Without batchnorm the deeper layers will learn W and B without outside intervention (we don’t tell the network what the weights should be).
I understand the purpose of batchnorm is to give deeper layers of the network more normalized inputs (the output of shallower layers). But my intuition tells me that we’re starting to interfere with the network internals: instead of learning W and b independently, the network now has to learn W’ and b’ as a result of us meddling with the way it is learning. The result is no different, just that W’ <> W and b’ <> b, so what’s the point?
Hi, djdevilliers. I just saw your question and it’s was the same Q what I have.
I enrolled this course and keep learning. I got same question after take lecture of “Batch Norm” but now I am little bit sure about why it works.
First, we have learned about Input Normalization. The goal of the Input normalization is scaling all the input features to the same or similarly range, right? I think you may understood what the input normalization and why it works well. Andrew attached very intuition figure to understand that one. Once you understand why the Input Normalization works, it will be easy to understand BN(Batch Norm). From perspective of the lth hidden layer, the output of previous layer (l-1) would be think as INPUT.
Second, in the lecture Andrew bit compare the BN and dropout. Dropout is useful method to spread out weights and prevent rely on any one feature. I thought BN has little bit same feature with dropout. Once you compute output of l-1 layer, there may be some extra large value relatively others. In this case, the output of l layer may be depend on those large feature and it will cause overfitting. Once we done BN on output of l-1 layer, we can solve this problem and spread out weights.
Above ones are just my thought and understood from lecture.
If there is any mistake and you disagree with my opinion, please let me know your think.
Hope to hear your idea soon.
Hello @djdevilliers, this category is for the Machine Learning Specialization. Are you a learner from the Deep Learning Specialization asking about DLS course materials in course 2 week 3?
Yes, apologies if I posted in the wrong place. The UI made it very difficult for me to post in the correct place.

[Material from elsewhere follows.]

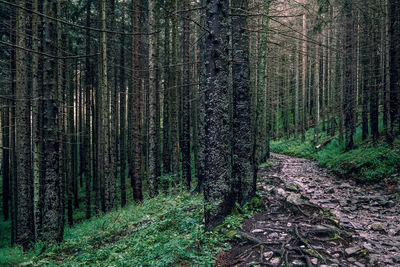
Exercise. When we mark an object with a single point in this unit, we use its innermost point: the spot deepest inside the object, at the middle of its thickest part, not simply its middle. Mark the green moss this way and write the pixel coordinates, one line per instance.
(366, 163)
(164, 231)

It’s fine @djdevilliers, please don’t worry about it. I have moved this thread to the DLS category.
The paper for Batch Normalization [1502.03167] Batch Normalization: Accelerating Deep Network Training by Reducing Internal Covariate Shift is a pretty good read.
And some papers analyzing the results of the first paper: https://proceedings.neurips.cc/paper/2018/file/36072923bfc3cf47745d704feb489480-Paper.pdf
TLDR: the main argument for using Batch Normalization is it allows us to use a larger learning rate without losing accuracy.
There are also alternatives to Batch Normalization such as Group Normalization.
The paper for Group Norm: [1803.08494] Group Normalization
And I like Yannic Kilcher’s explanation of Batch and Group Normalization on YouTube
Hope this helps!
Thank you for the links; useful readings.